A $\chi^2$ test with 3 degrees of freedom has significance level .10. Find the critical value.
Table: 6.251 R: > qchisq(0.90,3) [1] 6.251389 Excel: "=CHISQ.INV(0.9,3)" 6.251388631
A researcher wants to know whether responses to a statement (strongly agree, agree, no opinion, disagree, strongly disagree) are dependent on the gender of the interviewer. Which test should we use? Find the null hypothesis and the critical value at $\alpha=.01$.
Table: 13.277 R: > qchisq(0.99,4) [1] 13.2767 Excel: "=CHISQ.INV(0.99,4)" 13.27670414
An 8-sided die is rolled 200 times in order to test whether the die is fair. Which test should we use? Find the null hypothesis and check the assumptions for the test. Find the critical value at $\alpha=.05$.
Dr. Penta claims to have designed a five-sided die that is equally likely to land on sides 1 through 4, but lands the fifth side $40\%$ of the time.
You and a friend are munching on a bag of Harvest Blend M&M's, when your friend says, "There seems to be more yellow and brown candies than red and maroon candies. In fact, I claim there are $30\%$ yellow, $30\%$ brown, and only $20\%$ red and $20\%$ maroon." Together you count the remaining M&M's in the bag with the results below. Use the critical value method with significance level 0.05 to test your friend's claim.
$$\begin{array}{c|c|c|c|c|c} \hbox{Color}&\hbox{Yellow}&\hbox{Brown}&\hbox{Red}&\hbox{Maroon}&\hbox{Total}\\\hline \hbox{Number}&58&61&55&46&220 \end{array}$$R: # Test Statistic chisq.test(c(58,61,55,46),p=c(0.3,0.3,0.2,0.2))$statistic X-squared 4.189394 # Critical Value qchisq(0.95,3) [1] 7.814728
A sample of coin flips is collected from three different coins. The results are below. Use one hypothesis test to test the claim that all three coins have the same probability of landing heads. Use the critical value method with significance level 0.10.
$$\begin{array}{c|c|c|c} &\hbox{Coin A}&\hbox{Coin B}&\hbox{Coin C}\\\hline \hbox{Heads}&88&93&110 \\\hline \hbox{Tails} &112&107&90 \end{array}$$R: # Test Statistic > m = matrix(c(88,93,110,112,107,90),ncol=3,byrow=TRUE) > colnames(m) = c("Coin A","Coin B","Coin C") > rownames(m) = c("Heads","Tails") > summary(as.table(m))$statistic [1] 5.324792 # Critical Value > qchisq(0.90,2) [1] 4.60517
An advertising agency conducted a random survey of adults asking their primary source of news and educational level.

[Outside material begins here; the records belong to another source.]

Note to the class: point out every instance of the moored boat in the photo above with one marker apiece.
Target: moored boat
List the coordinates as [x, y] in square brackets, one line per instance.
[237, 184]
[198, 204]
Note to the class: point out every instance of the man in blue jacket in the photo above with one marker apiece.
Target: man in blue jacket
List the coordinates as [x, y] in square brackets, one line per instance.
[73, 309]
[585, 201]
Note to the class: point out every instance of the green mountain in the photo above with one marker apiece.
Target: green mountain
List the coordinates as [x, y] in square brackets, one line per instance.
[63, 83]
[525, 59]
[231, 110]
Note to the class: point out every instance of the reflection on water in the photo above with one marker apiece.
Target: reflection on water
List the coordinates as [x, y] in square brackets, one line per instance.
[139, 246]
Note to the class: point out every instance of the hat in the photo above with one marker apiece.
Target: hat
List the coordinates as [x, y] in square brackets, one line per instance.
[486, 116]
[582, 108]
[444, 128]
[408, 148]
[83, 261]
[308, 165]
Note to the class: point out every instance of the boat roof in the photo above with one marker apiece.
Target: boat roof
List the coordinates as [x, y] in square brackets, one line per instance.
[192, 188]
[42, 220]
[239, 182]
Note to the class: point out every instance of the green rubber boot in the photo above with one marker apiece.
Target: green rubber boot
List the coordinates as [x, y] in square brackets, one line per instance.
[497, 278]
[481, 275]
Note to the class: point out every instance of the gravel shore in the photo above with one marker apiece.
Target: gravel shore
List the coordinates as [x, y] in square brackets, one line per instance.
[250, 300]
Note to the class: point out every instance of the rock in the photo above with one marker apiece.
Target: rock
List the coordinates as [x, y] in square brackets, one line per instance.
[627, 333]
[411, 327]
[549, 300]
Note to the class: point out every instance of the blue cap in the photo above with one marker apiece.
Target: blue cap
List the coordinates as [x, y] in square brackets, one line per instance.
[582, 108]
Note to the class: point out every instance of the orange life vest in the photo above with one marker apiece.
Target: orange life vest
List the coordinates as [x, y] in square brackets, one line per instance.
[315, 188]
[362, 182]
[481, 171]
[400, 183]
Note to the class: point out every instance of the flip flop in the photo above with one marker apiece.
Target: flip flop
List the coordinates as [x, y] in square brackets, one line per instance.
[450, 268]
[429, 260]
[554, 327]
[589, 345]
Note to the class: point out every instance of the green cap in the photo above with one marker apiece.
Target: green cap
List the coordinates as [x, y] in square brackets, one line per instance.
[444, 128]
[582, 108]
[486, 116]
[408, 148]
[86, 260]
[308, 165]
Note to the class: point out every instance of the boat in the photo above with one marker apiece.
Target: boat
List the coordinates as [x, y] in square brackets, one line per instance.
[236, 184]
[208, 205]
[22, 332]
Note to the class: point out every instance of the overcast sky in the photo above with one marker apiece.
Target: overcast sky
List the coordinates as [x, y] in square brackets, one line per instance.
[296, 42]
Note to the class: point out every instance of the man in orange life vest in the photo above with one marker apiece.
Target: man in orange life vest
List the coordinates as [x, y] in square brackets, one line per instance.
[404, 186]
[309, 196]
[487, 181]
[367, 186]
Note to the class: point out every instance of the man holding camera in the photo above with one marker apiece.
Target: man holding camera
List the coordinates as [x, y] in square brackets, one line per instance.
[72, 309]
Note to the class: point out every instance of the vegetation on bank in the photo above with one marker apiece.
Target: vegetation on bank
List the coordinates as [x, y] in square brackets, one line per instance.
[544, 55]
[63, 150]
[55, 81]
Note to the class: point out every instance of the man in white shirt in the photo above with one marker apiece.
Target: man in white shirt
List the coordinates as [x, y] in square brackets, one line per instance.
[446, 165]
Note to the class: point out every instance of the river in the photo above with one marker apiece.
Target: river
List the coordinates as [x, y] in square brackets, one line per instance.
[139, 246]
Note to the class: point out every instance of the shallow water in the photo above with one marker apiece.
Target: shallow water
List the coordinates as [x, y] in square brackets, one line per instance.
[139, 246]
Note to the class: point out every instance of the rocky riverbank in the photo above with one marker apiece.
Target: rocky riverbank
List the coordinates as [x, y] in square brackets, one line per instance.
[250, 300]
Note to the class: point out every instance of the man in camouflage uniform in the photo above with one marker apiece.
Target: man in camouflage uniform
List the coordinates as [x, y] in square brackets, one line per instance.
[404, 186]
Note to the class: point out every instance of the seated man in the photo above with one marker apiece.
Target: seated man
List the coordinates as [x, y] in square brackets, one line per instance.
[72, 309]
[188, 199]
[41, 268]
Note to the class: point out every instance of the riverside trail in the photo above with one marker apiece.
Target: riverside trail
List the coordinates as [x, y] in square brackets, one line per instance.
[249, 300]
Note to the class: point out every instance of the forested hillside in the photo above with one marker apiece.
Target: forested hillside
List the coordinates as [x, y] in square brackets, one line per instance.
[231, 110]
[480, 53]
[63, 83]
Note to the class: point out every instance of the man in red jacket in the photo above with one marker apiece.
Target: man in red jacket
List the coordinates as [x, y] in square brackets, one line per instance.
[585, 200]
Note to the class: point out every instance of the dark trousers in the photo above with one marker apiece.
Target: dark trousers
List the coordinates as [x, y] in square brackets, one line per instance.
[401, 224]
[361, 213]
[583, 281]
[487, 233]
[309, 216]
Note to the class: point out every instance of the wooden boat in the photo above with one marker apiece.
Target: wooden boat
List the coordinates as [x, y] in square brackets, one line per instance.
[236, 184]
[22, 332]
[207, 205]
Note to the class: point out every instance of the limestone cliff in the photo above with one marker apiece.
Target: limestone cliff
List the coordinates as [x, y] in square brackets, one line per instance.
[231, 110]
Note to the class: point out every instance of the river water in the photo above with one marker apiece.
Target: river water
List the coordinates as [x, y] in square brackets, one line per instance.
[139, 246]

$$\begin{array}{c|ccc|c} \hbox{Primary Source}&\hbox{Not High School }&\hbox{High School But }&\hbox{College}&\hbox{Total}\cr \hbox{of News}&\hbox{Graduate}&\hbox{Not College Graduate}&\hbox{Graduate}&\cr \hline \hbox{Newspapers}&49&205&188&442\cr \hbox{Television}&203&665&223&1091\cr \hbox{Internet}&41&401&245&687\cr \hline \hbox{Total}&293&1271&656&2220 \end{array}$$The advertising company wants to test whether there is a relationship between the 3 educational levels and the 3 primary news sources. Find the null hypothesis and degrees of freedom for the test. Show that the assumptions for the test are met for the category: "Newspapers/Not High School Graduate".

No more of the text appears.